Here is what the publisher who received the notice stated:

“When I updated the certificate and rebooted the AWS VM, I had a grub error, and the VM did not restart. This is a known random quirk of this particular VM, and the recovery process is to launch a new VM and restore from backup. For a 5-minute period before I remembered to block the public firewall while I rebuilt the server, the nascent VM was live using the VM’s default self-signed certificate. When I opened up the firewall again, the server was operating with an up-to-date Comodo certificate. It is possible that, during that brief window, Googlebot might have polled the site… a coincidence but possible…”

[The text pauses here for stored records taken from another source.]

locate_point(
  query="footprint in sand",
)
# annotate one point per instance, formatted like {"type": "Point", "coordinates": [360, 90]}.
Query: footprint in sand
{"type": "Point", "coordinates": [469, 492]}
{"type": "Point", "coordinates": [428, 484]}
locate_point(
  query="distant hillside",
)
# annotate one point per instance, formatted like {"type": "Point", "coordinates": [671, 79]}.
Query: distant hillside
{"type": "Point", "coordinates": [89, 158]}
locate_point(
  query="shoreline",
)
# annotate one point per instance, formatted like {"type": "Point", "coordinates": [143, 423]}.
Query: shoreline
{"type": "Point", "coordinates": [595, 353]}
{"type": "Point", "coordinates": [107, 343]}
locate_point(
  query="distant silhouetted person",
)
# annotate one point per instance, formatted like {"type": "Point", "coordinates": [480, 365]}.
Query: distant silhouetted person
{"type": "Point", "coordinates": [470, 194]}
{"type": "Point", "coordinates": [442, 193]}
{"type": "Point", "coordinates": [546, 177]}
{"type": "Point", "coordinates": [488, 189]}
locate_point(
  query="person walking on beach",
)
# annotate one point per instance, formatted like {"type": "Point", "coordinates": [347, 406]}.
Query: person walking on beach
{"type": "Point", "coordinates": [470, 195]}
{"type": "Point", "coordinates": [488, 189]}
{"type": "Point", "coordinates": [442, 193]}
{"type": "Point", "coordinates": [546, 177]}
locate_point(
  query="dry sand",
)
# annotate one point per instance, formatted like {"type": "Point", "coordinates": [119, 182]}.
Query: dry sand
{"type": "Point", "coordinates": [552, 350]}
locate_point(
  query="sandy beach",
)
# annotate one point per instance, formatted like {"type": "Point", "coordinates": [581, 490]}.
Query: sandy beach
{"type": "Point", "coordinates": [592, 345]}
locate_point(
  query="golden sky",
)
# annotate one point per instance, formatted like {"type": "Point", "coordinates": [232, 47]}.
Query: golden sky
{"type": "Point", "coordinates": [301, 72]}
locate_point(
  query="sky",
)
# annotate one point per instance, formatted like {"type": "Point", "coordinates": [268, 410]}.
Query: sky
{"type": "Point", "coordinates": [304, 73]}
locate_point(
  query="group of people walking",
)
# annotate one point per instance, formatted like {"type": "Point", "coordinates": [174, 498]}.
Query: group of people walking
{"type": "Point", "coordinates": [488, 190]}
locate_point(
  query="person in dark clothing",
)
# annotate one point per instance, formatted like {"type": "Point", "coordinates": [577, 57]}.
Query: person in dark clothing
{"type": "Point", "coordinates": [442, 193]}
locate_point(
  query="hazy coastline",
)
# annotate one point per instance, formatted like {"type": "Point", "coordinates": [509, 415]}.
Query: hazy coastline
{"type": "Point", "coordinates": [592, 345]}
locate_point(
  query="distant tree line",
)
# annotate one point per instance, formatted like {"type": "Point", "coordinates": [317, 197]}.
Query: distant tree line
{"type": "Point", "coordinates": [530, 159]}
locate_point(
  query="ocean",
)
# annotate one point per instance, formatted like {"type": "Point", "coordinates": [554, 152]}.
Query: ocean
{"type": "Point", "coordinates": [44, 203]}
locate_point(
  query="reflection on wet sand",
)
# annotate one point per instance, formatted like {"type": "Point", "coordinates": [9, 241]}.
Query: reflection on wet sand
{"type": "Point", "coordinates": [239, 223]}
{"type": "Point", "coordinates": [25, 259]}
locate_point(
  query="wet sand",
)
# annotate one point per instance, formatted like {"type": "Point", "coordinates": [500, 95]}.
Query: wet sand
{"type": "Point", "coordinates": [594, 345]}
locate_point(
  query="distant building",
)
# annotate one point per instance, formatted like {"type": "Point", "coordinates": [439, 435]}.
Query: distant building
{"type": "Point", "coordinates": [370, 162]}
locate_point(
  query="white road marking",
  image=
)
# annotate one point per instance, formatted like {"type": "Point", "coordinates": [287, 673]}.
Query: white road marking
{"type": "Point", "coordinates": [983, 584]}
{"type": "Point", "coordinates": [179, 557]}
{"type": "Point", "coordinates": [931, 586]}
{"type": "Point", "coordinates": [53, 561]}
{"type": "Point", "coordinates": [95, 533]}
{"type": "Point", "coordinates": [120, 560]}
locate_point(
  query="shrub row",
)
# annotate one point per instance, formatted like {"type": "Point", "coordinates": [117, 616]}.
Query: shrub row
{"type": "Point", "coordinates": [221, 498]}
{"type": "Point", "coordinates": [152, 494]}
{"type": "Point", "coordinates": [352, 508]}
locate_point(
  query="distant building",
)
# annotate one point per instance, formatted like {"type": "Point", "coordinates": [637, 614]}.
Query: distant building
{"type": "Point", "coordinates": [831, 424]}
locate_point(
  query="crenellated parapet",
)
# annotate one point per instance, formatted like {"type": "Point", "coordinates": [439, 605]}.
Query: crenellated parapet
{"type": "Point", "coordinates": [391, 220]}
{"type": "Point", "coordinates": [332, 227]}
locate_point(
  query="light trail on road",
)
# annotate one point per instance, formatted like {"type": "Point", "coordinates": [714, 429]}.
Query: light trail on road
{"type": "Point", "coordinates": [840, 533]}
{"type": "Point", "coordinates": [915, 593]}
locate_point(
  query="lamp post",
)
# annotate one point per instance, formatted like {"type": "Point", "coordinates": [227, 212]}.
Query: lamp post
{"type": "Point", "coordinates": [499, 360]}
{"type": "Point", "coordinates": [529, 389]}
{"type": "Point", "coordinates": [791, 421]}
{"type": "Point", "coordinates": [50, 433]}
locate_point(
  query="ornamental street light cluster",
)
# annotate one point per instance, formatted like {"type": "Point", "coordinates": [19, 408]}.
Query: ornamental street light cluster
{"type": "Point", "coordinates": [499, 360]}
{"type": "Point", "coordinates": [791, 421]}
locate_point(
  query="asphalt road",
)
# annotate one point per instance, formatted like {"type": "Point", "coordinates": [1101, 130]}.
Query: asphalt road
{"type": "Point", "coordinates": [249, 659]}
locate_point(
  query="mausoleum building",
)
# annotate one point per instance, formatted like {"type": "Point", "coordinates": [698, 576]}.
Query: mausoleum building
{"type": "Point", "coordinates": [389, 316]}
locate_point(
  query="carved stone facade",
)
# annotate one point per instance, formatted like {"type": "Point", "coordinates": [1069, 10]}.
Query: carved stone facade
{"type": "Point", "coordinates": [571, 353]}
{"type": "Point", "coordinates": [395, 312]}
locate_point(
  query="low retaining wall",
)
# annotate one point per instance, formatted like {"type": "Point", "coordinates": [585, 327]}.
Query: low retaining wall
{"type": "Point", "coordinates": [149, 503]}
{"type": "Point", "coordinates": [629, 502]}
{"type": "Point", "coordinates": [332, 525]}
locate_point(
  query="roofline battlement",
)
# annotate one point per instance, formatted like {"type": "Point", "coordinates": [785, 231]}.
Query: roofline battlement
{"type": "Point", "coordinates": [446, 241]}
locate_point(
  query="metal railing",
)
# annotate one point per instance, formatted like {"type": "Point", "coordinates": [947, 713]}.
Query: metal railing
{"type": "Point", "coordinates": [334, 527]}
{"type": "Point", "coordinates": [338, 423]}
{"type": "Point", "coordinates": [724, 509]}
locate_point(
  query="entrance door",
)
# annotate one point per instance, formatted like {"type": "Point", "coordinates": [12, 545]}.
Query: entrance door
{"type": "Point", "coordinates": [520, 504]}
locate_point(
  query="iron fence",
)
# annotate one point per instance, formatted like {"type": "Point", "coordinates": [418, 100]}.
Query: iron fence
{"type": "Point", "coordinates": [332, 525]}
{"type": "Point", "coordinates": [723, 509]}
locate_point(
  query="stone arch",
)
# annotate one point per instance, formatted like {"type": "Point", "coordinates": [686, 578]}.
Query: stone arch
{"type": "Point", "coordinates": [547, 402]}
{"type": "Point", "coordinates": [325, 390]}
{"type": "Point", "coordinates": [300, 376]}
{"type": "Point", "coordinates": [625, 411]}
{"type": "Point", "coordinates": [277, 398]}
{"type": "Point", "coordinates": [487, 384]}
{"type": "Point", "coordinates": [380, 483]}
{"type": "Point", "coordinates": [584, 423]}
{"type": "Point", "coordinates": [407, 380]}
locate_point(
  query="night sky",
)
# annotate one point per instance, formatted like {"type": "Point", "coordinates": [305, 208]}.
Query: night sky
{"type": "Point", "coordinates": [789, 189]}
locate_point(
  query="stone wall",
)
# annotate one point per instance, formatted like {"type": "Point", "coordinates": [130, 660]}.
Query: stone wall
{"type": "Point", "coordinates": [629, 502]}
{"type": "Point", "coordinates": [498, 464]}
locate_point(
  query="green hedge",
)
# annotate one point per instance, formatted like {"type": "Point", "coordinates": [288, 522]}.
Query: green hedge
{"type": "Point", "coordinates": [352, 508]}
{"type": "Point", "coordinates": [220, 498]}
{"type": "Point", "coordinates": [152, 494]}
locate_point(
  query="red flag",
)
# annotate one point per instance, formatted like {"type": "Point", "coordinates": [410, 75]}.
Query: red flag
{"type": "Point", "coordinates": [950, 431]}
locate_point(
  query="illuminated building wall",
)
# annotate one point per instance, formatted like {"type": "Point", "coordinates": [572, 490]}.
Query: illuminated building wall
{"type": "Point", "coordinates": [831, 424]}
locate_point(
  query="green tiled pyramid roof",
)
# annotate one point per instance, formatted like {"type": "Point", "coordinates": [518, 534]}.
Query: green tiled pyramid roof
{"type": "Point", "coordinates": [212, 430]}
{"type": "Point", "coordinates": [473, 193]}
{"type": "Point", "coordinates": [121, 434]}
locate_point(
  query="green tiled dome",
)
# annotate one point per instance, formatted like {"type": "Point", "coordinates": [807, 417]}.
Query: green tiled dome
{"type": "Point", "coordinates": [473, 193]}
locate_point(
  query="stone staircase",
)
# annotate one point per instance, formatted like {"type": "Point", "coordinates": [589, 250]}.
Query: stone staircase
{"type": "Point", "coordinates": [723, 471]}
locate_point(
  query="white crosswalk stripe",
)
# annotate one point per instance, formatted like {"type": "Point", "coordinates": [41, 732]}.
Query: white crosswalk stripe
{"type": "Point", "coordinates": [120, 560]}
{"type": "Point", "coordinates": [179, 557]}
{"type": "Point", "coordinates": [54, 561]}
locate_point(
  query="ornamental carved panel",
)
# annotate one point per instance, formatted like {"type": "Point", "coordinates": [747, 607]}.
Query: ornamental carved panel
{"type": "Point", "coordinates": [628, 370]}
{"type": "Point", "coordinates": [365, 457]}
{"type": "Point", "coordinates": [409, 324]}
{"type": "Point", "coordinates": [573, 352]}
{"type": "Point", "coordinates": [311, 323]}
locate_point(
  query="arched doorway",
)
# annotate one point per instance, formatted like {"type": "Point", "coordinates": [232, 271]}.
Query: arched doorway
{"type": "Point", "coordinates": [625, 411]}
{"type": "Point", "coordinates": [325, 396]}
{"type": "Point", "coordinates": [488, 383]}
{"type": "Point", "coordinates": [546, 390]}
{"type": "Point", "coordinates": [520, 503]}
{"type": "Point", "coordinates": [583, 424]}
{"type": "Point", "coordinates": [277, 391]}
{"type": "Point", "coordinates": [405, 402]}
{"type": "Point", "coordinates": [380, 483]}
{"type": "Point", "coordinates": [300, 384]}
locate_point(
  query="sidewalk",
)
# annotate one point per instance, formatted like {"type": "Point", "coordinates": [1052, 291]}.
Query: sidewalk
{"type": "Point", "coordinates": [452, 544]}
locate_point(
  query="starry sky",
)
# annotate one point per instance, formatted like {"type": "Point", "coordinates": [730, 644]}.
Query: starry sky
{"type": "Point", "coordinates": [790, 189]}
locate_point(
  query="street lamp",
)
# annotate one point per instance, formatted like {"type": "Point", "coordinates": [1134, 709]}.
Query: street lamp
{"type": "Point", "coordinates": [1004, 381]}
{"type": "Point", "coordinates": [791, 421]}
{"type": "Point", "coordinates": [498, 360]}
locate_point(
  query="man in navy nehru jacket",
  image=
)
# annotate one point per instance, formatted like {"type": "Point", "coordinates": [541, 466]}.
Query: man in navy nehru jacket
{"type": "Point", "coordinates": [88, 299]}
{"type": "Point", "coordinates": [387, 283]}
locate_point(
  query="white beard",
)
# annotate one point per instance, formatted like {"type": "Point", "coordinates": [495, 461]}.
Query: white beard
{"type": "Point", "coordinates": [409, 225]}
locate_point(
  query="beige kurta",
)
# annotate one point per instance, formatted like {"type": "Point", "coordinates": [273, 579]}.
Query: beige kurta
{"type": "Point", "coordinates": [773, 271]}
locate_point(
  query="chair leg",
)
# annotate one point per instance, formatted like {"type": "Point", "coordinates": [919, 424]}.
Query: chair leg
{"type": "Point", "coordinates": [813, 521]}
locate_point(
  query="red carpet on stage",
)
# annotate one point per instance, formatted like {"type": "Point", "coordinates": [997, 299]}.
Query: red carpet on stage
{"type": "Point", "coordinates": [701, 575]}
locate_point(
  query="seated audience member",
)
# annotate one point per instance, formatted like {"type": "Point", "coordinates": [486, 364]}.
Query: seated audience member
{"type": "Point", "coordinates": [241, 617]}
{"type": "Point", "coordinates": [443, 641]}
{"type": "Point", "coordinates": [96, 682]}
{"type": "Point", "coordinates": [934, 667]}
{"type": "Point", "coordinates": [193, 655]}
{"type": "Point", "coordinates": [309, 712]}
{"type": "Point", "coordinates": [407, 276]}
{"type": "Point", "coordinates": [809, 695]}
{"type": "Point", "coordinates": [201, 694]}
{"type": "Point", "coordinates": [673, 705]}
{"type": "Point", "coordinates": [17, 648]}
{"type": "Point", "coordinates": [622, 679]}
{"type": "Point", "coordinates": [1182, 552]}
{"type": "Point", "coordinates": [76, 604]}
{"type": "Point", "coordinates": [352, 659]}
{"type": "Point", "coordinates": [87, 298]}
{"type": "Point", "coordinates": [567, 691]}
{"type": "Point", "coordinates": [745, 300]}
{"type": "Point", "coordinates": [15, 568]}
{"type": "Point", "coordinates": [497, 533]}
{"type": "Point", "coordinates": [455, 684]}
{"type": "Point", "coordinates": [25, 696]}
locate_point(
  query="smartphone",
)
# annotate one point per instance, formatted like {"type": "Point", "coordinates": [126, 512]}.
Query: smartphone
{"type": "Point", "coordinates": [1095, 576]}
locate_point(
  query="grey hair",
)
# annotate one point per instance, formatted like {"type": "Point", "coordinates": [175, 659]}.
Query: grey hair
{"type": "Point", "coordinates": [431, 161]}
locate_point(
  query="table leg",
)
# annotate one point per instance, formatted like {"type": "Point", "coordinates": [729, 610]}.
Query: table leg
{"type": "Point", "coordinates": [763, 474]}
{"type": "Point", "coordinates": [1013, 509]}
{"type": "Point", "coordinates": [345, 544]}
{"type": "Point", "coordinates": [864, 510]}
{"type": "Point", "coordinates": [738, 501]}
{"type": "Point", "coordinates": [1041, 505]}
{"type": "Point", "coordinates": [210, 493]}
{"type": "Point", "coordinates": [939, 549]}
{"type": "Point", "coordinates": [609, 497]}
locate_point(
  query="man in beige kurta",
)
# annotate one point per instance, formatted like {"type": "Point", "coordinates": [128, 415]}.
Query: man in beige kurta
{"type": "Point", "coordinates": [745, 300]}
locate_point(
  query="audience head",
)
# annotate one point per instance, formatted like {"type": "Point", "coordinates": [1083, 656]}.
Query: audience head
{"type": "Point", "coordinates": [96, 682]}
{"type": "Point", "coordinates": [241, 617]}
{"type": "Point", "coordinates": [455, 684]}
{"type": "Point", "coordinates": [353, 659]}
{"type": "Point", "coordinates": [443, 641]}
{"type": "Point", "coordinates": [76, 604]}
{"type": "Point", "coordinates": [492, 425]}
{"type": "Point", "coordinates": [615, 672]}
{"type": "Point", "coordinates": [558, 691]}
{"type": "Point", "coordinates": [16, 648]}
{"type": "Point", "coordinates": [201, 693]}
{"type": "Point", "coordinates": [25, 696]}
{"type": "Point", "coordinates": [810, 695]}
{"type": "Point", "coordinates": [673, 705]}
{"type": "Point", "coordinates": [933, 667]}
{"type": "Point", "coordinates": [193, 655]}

In another false positive report from June 20th, 2018, a member reported receiving the self-signed certificate message even though their site had a valid certificate from GoDaddy.

![Self-signed SSL Certificate Warning](Image Placeholder)

A member responded that it was likely an error and recommended ignoring Google’s warning.

Here is the explanation of why it was a false positive:

“This is due to the fact the server setup requires a browser to support SNI (Server Name Indication) to get the right certificate. Pretty much all modern browsers do, although there might be a small number of users with outdated versions that don’t. The automated test doesn’t support it, so it gets the wrong, generic cert for the server. The main googlebot supports it just fine though, so you are fine to disregard this if you are not worried about those few users.”

Misconfigured SSL Certificates

Diagnosing SSL certificate issues can be challenging. For one of my own websites, I encountered certificate issues due to a secondary certificate not being properly installed.

There are instances of Let’s Encrypt certificates triggering self-signed warnings. I found one in a closed and private Facebook Group. Other members were unable to diagnose the reason, so a different certificate was purchased.

![Let’s Encrypt Certificate Misconfigured](Image Placeholder)

In another case discussed on Let’s Encrypt’s forums, a technical issue related to how a dedicated server assigns certificates to multiple sites hosted on the same server was to blame for the self-signed certificate message.

Takeaway on Self-Signed SSL Certificate Warnings

If you are relying on a self-signed SSL certificate, consider obtaining an SSL certificate from a trusted certificate authority. If you are using a trusted certificate authority and receive a warning from Google about a self-signed SSL certificate, you may wish to troubleshoot why you received this error. In some cases, the error message is received because of a misconfiguration; in others, it is a false positive.